L’anno scorso a Genova la polizia ha caricato una manifestazione di protesta contro un comizio autorizzato di circa 20 fascisti dichiarati. La carica avviene con una tecnica che richiama la pericolosa tattica del kettling, che non lascia vie di fuga ai manifestanti. Stefano Origone, giornalista di Repubblica, in mezzo alla folla, viene selvaggiamente picchiato da agenti che si accaniscono su di lui a terra finché un funzionario ferma l’azione, per il solo fatto di averlo riconosciuto come giornalista. Altri presenti subiscono violenza ma si tratta di “veri” manifestanti. In questo caso, dice anche la Procura archiviando il caso, gli agenti sono scusati perché pensavano che le persone stessero per aiutare un altro manifestante che volevano arrestare. A giudicare dai fatti, abbiamo ancora parecchi problemi. 

Perdura la reticenza dei governi sulle informazioni richieste dalla Corte europea dei diritti dell’uomo. L’esecuzione delle sentenze sui fatti della Diaz del 2001 è ancora pendente ed è sotto stretta supervisione del Comitato dei ministri del Consiglio europeo. La Corte si rammaricava, tra l’altro, di non essere stata informata sui procedimenti disciplinari nei confronti dei condannati, ricordando che la Cedu richiede la loro destituzione in caso di condanna e la sospensione durante il giudizio. Si è preferito non rispondere e si capisce perché. Il governo attuale ha fornito le sue ultime indicazioni nel dicembre 2019. Avrebbe dovuto svelare finalmente gli esiti delle procedure e che i condannati erano stati reintegrati e posti in posizioni di rilievo apicale. Non l’ha fatto. È stato dato altro termine fino al 30 giugno 2020. Così si è anche taciuto sull’altra domanda relativa alla assenza di sistemi d’identificazione degli agenti, cosa che ha garantito l’impunità di molti. Certo si è accennato a proposte di riforma (ma non che s’ipotizzavano solo codici di reparto).

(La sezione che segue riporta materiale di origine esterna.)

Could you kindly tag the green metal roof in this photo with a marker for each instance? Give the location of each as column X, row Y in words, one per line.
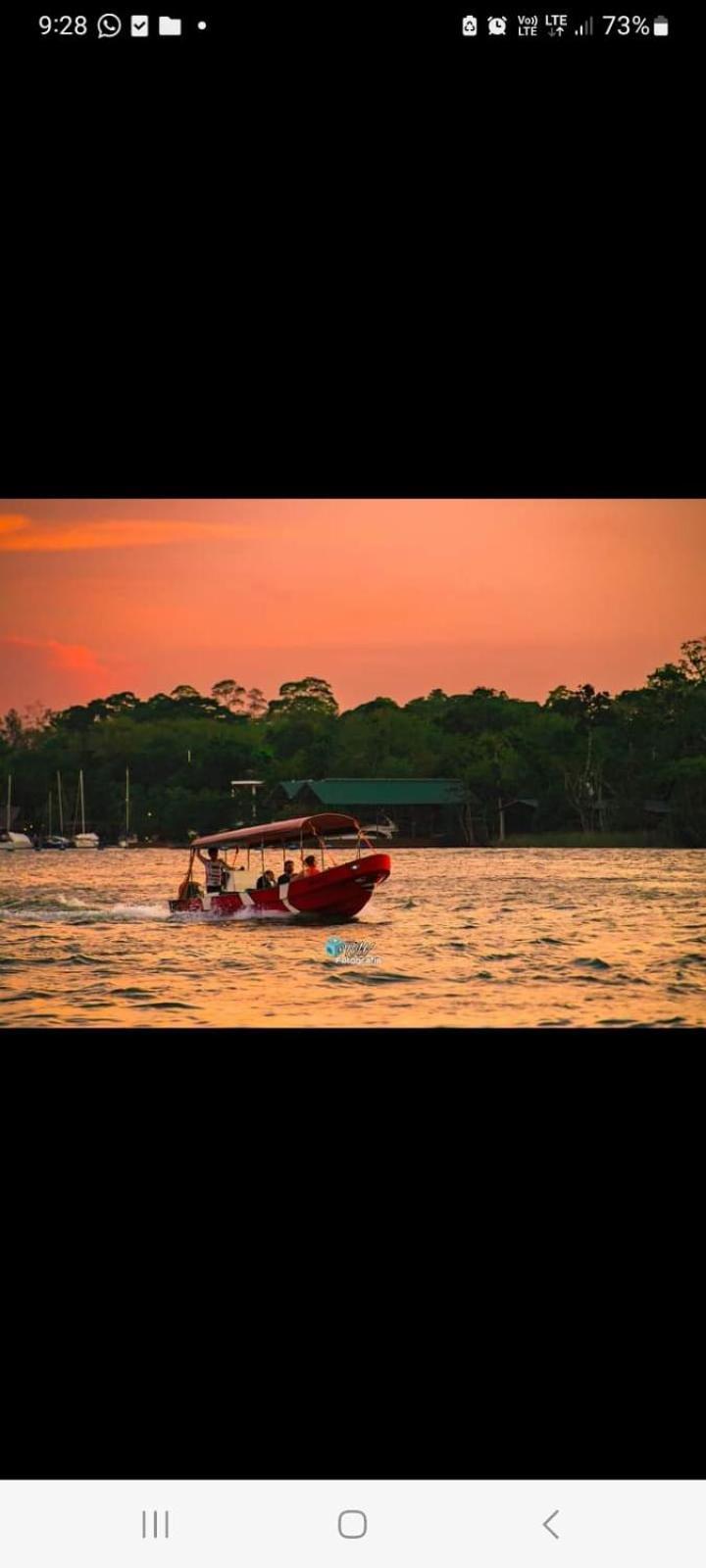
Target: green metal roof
column 380, row 792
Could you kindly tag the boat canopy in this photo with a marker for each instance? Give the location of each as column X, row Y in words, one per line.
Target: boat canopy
column 324, row 822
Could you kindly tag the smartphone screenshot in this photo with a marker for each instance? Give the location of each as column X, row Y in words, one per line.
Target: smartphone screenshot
column 352, row 786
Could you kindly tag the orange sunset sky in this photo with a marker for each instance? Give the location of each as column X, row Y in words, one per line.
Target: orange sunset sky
column 381, row 598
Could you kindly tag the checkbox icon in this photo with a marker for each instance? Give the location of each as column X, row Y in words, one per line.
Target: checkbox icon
column 352, row 1523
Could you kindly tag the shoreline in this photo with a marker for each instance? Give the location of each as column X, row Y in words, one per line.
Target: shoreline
column 538, row 841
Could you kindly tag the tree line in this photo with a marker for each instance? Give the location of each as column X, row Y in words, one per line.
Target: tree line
column 590, row 760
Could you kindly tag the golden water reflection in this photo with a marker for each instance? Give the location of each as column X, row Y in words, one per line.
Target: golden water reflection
column 457, row 938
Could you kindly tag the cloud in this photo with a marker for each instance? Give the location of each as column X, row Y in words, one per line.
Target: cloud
column 62, row 656
column 20, row 533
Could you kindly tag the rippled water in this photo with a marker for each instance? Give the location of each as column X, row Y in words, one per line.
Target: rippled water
column 460, row 937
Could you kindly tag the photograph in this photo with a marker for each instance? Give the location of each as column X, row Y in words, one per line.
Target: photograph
column 353, row 762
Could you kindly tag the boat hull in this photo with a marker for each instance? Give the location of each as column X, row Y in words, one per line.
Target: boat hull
column 334, row 894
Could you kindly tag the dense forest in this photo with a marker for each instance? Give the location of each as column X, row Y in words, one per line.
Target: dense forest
column 595, row 764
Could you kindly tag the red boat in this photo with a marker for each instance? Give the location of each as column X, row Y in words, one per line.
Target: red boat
column 319, row 888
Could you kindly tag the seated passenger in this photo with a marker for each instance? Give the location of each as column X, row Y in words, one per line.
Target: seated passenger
column 237, row 878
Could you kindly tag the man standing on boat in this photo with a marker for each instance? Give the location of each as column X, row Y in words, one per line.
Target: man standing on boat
column 216, row 869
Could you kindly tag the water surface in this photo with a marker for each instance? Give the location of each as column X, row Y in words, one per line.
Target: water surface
column 614, row 938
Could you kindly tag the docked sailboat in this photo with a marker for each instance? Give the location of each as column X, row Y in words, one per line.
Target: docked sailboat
column 57, row 841
column 127, row 839
column 83, row 841
column 13, row 841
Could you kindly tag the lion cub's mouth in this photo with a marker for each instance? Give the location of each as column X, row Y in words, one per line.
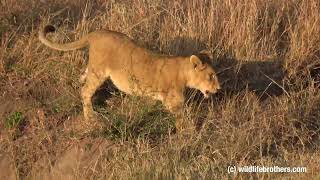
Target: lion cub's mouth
column 208, row 93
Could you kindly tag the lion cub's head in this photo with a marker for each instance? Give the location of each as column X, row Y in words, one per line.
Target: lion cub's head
column 202, row 77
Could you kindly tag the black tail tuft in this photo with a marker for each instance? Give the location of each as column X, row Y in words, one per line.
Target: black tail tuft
column 49, row 29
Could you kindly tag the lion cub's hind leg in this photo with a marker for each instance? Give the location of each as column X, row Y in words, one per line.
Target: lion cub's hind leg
column 92, row 83
column 83, row 76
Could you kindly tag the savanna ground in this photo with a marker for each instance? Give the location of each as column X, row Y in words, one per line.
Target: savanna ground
column 267, row 54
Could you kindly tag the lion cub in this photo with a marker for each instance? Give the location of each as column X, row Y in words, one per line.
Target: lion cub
column 136, row 70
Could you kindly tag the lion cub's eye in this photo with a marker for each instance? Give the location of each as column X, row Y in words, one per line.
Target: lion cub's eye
column 211, row 77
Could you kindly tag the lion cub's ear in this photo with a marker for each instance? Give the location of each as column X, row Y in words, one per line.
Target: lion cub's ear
column 196, row 62
column 207, row 53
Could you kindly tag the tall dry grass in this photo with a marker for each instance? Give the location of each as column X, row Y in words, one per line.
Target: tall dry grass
column 268, row 56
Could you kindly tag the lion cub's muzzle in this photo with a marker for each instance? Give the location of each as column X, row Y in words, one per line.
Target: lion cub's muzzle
column 207, row 93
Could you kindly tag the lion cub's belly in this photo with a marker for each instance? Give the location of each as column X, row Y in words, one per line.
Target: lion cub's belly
column 134, row 86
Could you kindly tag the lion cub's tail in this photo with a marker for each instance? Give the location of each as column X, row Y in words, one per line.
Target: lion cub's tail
column 62, row 47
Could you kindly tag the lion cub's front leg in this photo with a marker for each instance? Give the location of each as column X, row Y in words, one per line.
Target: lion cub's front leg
column 174, row 103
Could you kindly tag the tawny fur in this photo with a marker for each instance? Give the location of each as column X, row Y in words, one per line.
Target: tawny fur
column 136, row 70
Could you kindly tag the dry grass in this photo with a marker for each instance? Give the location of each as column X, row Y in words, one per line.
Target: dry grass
column 268, row 56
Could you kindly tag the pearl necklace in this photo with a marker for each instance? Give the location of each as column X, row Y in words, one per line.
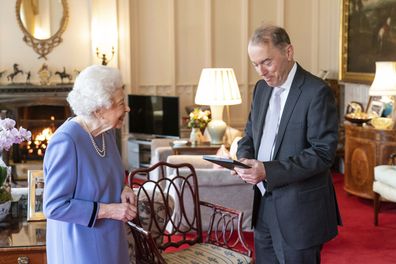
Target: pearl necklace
column 101, row 152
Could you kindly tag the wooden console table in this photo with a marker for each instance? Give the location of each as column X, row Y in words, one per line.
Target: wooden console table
column 200, row 149
column 22, row 242
column 365, row 147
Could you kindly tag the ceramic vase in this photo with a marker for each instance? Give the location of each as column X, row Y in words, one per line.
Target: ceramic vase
column 195, row 136
column 5, row 206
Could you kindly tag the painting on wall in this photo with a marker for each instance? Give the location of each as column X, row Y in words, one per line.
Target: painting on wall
column 368, row 30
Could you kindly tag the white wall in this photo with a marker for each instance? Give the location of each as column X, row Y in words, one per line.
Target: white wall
column 164, row 44
column 73, row 53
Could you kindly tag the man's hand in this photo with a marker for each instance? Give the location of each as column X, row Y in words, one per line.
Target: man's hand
column 253, row 175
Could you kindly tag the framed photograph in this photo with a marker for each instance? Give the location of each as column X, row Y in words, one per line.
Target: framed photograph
column 35, row 195
column 367, row 35
column 375, row 106
column 37, row 232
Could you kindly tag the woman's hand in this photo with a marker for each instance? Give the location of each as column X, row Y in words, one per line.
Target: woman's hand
column 119, row 211
column 128, row 196
column 124, row 211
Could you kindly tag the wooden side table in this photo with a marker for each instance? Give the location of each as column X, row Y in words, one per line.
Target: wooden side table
column 365, row 148
column 203, row 148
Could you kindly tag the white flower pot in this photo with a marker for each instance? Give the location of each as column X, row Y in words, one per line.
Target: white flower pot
column 4, row 209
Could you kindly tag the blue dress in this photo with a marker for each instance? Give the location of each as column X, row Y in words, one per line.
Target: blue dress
column 77, row 179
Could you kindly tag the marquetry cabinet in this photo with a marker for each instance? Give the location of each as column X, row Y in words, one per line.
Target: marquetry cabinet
column 365, row 147
column 22, row 242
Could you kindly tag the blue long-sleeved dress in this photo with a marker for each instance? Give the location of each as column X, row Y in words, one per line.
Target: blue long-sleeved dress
column 77, row 179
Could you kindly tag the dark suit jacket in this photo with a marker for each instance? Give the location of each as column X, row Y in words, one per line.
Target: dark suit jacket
column 299, row 174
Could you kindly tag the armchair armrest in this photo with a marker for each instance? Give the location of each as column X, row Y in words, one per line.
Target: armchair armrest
column 225, row 228
column 196, row 160
column 145, row 245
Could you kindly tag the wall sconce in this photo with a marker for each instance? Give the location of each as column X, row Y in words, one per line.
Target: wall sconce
column 103, row 57
column 104, row 33
column 217, row 87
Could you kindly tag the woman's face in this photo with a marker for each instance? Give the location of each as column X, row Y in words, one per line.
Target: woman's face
column 113, row 117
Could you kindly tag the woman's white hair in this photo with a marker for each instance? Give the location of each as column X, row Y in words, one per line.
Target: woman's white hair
column 93, row 89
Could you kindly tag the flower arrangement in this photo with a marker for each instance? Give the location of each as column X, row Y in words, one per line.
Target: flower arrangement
column 9, row 135
column 199, row 118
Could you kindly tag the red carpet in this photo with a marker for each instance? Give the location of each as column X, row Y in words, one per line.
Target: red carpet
column 359, row 241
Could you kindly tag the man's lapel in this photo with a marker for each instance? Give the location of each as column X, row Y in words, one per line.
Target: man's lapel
column 265, row 96
column 292, row 98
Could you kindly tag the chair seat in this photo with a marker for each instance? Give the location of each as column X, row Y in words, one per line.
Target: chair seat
column 385, row 174
column 386, row 191
column 206, row 253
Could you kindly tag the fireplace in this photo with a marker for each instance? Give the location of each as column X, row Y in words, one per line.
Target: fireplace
column 40, row 109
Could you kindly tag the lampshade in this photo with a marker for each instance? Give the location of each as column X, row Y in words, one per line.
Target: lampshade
column 218, row 86
column 385, row 79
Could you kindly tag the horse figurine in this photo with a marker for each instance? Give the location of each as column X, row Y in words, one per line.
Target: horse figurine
column 63, row 75
column 10, row 77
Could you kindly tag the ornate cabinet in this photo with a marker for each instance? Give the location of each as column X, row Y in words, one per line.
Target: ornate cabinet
column 22, row 242
column 365, row 147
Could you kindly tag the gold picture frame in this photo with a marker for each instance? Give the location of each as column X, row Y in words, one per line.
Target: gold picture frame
column 35, row 195
column 365, row 38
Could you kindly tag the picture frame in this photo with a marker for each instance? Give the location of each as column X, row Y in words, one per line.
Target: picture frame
column 35, row 195
column 366, row 37
column 37, row 232
column 375, row 106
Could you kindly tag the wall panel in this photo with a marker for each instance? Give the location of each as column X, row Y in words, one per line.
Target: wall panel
column 190, row 40
column 154, row 42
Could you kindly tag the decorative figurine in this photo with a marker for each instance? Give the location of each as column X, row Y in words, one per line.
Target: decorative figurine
column 10, row 77
column 44, row 74
column 63, row 75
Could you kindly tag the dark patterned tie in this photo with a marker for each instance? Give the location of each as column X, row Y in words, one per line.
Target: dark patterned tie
column 270, row 130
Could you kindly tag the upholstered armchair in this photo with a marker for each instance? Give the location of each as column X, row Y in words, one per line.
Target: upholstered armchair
column 218, row 186
column 384, row 185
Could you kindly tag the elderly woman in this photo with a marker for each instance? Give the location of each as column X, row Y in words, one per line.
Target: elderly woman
column 85, row 200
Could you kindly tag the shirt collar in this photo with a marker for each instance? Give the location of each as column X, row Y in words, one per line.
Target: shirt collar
column 287, row 84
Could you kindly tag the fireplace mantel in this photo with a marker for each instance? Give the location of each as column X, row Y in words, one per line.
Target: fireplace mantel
column 30, row 94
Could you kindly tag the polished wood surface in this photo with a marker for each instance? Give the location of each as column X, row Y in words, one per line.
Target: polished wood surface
column 22, row 241
column 202, row 148
column 365, row 148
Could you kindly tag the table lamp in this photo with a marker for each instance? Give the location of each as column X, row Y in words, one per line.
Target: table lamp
column 217, row 87
column 384, row 85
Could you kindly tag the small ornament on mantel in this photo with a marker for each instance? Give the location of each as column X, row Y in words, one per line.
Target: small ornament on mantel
column 44, row 74
column 64, row 75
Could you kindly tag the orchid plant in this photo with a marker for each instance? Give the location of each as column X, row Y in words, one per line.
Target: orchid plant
column 9, row 135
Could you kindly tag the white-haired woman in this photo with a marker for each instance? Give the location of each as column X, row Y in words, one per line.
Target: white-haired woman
column 85, row 200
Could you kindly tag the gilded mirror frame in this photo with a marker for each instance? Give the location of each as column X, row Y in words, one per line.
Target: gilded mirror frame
column 43, row 46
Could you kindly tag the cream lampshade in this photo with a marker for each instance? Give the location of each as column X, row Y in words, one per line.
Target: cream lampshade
column 217, row 87
column 384, row 83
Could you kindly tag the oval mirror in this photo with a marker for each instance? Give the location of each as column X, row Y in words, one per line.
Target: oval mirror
column 42, row 23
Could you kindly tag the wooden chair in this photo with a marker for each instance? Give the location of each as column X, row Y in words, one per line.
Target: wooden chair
column 179, row 229
column 384, row 185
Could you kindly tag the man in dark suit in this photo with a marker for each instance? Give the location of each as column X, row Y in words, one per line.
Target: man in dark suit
column 295, row 209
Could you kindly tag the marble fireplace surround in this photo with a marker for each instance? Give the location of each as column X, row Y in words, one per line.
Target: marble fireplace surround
column 15, row 96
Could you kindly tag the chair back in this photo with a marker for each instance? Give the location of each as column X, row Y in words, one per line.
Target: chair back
column 164, row 201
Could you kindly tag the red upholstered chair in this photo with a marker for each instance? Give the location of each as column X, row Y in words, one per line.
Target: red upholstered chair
column 222, row 243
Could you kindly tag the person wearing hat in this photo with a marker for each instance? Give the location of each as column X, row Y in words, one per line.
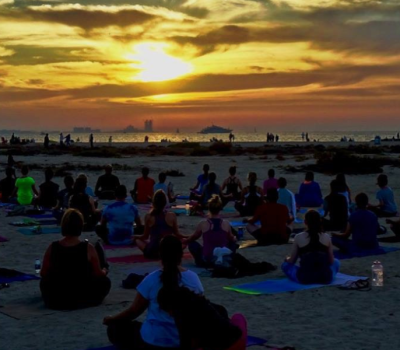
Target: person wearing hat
column 107, row 184
column 274, row 219
column 116, row 225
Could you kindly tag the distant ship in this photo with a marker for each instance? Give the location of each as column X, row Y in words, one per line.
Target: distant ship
column 214, row 129
column 85, row 130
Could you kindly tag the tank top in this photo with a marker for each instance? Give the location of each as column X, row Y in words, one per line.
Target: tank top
column 81, row 202
column 159, row 230
column 314, row 264
column 252, row 198
column 214, row 237
column 144, row 189
column 232, row 186
column 70, row 265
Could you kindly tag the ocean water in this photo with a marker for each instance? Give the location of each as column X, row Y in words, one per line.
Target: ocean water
column 328, row 136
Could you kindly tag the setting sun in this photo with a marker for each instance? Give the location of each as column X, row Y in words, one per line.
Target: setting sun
column 155, row 65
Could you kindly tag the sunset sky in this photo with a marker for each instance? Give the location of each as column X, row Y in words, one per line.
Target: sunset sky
column 283, row 64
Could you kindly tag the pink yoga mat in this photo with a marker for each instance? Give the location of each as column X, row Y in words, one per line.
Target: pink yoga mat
column 137, row 258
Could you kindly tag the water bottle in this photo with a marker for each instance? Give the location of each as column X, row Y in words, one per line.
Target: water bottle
column 377, row 274
column 187, row 208
column 37, row 266
column 240, row 233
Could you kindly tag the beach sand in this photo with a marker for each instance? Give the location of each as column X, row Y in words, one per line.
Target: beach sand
column 323, row 318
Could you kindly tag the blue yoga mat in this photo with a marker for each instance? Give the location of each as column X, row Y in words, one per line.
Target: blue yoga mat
column 21, row 278
column 40, row 216
column 183, row 197
column 242, row 224
column 30, row 231
column 285, row 285
column 382, row 250
column 251, row 341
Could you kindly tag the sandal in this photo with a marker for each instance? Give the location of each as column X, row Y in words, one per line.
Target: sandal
column 360, row 285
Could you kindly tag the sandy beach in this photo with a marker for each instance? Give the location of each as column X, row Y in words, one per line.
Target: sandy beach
column 316, row 319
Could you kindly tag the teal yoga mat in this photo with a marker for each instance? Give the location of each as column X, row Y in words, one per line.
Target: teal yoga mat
column 285, row 285
column 30, row 231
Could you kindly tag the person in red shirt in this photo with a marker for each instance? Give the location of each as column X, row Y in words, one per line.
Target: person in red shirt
column 143, row 190
column 274, row 219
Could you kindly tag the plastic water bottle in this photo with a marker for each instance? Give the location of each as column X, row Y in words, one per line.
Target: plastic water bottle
column 240, row 233
column 187, row 208
column 377, row 274
column 37, row 266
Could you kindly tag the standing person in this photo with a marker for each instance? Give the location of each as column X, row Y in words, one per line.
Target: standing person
column 7, row 185
column 335, row 205
column 46, row 141
column 72, row 274
column 251, row 197
column 143, row 189
column 363, row 226
column 157, row 225
column 314, row 248
column 233, row 185
column 107, row 184
column 202, row 180
column 116, row 225
column 271, row 182
column 310, row 194
column 159, row 329
column 25, row 188
column 48, row 191
column 387, row 206
column 274, row 220
column 286, row 198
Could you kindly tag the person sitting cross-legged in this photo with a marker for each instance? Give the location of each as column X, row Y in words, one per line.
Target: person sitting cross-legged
column 73, row 275
column 363, row 227
column 314, row 248
column 116, row 225
column 274, row 219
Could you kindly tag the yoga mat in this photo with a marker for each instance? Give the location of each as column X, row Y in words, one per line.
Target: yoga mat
column 40, row 216
column 183, row 197
column 382, row 250
column 251, row 341
column 285, row 285
column 30, row 231
column 137, row 258
column 117, row 247
column 242, row 224
column 21, row 278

Ora si dà il caso che il ministro che aveva prospettato la riforma abbia di recente tuonato contro l’inerzia delle autorità egiziane nel collaborare all’individuazione degli assassini di Giulio Regeni, tuttora coperti. L’invettiva muove da un pulpito screditato e in un contesto di rapporti di forza dominati da interessi pesanti. Se s’individuassero i torturatori, quelle autorità non dovrebbero limitarsi a farli processare in Italia (ci sono voluti anni per far eseguire addirittura ad un Paese Ue la condanna per i morti della Thyssen) ma dovrebbero processarli loro stesse, anche per le torture ordinariamente praticate ad altri e dovrebbero liberare lo studente Patrick Zaki pretestuosamente ancora in carcere.

Il ministro che parla agli altri è tuttavia quello che ha consentito la definitiva violazione delle Convenzioni con la reintegrazione in posizioni apicali dei condannati del G8. È lo stesso ministro cui si devono gli accordi con la Libia che hanno consentito la violazione in massa di diritti umani nei campi di concentramento dei profughi, denunciata dagli organismi internazionali. È lo stesso ministro dei Daspo urbani, ancora prigioniero dell’ottica della tolleranza zero, per voler fare gli americani ancora un po’. Si può fare di peggio ed è stato puntualmente fatto con i decreti sicurezza, ancora in pieno vigore, ma certo le forze progressiste sono imbrigliate nella rincorsa alla muscolarità dell’intervento repressivo, avendo abbandonato ogni altro piano per contrastare il disagio ove si annida anche il crimine urbano. È il terreno in cui s’inserisce l’operare estremo degli uomini in divisa che non possono fare altro che quello per cui sono addestrati ed equipaggiati, l’uso della forza con il rischio di esiti fatali.
Sì, non è giusto prendersela solo con loro: questa volta, come insegna l’America, bisogna ripensare il sistema.